This post is submitted to the let labor begin on its own blog carnival at Lamaze’s Science and Sensibility.
I love the blog Rural Doctoring, especially for her birth stories. She is a wonderful writer, and from what she writes she seems like a thoughtful and conscientious physician. One of her most recent birth stories was about a repeat shoulder dystocia.
I started a reply, and after some researching and a lot of typing, I figured it was a lot better to post it as an original blog post rather than a rather long winded reply on her blog.
Here it is:
I almost wish you linked to the birth forum. (The original post complained that the birth story of this woman’s previous birth was torn apart on a natural birthing site.) I can understand why you didn’t, and I could probably guess where to look.
I have an interesting situation, since I delivered both my children with midwives and trained as a lay midwife for almost two years, but am now in medical school studying to be an ob gyn.
I hate it when I see zealots from either side. I shouldn’t judge the conversation on the site that I have not read. But, I am familiar enough with conversations in which the intention of the commenter is to prove their worldview is right, rather than listen, learn and communicate. And, I did read the comments on the post about Nola’s first birth. Some were wonderful, and I plan to read them again and learn from them. Some were reactionary.
I can think of several illustrative examples on both sides, both clinically and reactionary comment-wise. I know of an unassisted birth that ended up with a shoulder dystocia, and the child now has cerebral palsy and is severely developmentally disabled. I am fairly sure there was no pitocin involved.
Do I think the Gaskin maneuver could have helped? Yes, probably. Do I think EFM and IVs are generally a nuisance in a routine labor? Yes, and so does the WHO.
I actually question her being induced. It obviously didn’t prevent the dystocia. I suppose there is an argument that a larger fetus would have been even harder to extract, but how much would the baby have grown in the short amount of time it would have taken her to go into labor on her own?
She had the history of the large baby, a dubious 3rd trimester ultrasound with a weight estimate within normal limits, and a history of going postdate. That would have to be weighed with the risks of the induction. It was a successful one, and she was in her 39th week.
I thought it may be right that her problem is anatomical, as the physician at Rural Doctoring thought. It may be that any full term delivery of hers may involve a shoulder dystocia, regardless of induction or reasonable delivery date.
But, then I found this article:
Shoulder dystocia: are historic risk factors reliable predictors?
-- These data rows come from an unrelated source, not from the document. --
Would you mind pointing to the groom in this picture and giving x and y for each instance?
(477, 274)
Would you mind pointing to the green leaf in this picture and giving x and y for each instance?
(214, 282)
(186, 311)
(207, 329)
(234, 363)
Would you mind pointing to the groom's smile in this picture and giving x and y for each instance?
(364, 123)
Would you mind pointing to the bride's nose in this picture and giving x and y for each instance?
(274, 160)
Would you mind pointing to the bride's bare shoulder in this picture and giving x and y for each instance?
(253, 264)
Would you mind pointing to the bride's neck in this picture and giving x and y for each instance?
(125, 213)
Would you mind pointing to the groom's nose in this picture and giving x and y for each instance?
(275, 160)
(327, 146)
By Ouzounian JG, Gherman RB, American Journal Of Obstetrics And Gynecology [Am J Obstet Gynecol], ISSN: 0002-9378, 2005 Jun; Vol. 192 (6), pp. 1933-5; discussion 1935-8; PMID: 15970854
“The triad of labor induction, oxytocin use, and birth weight greater than 4500 g yielded a cumulative odds ratio of 23.2 (95% CI 17.3-31.0) for shoulder dystocia.”
For those who don’t understand odds ratios, it says that with that triad (large baby, induction and pitocin), there was a shoulder dystocia 23 times more times than if this treatment triad did not exist. It seems to me that labor induction and use of pitocin actually increases the risk of a dystocia, instead of decreasing it, especially if it is likely that the baby is large.
So, interventions can cause dystocia? Sure. Lack of a skilled practitioner there can lead to birth injury due to shoulder dystocia? Sure. Can shoulder dystocias, some with fatal consequences, happen in hospitals and at birth centers and in homes? Unfortunately, yes.
I think we can talk to each other and learn without tearing each other apart. I am going to study everything everyone said on the first post and this one about the mechanics and anatomy of the interaction of the descending (and rotating, and flexing, etc) fetus and the bony pelvis. I am not a 3D person.
As much as I can research shoulder dystocia on the internet, I would be proud to have Theresa’s or the first post midwife’s ability to visualize and understand what is going on in there and what the woman can do with her body and what we can do with our hands to affect that.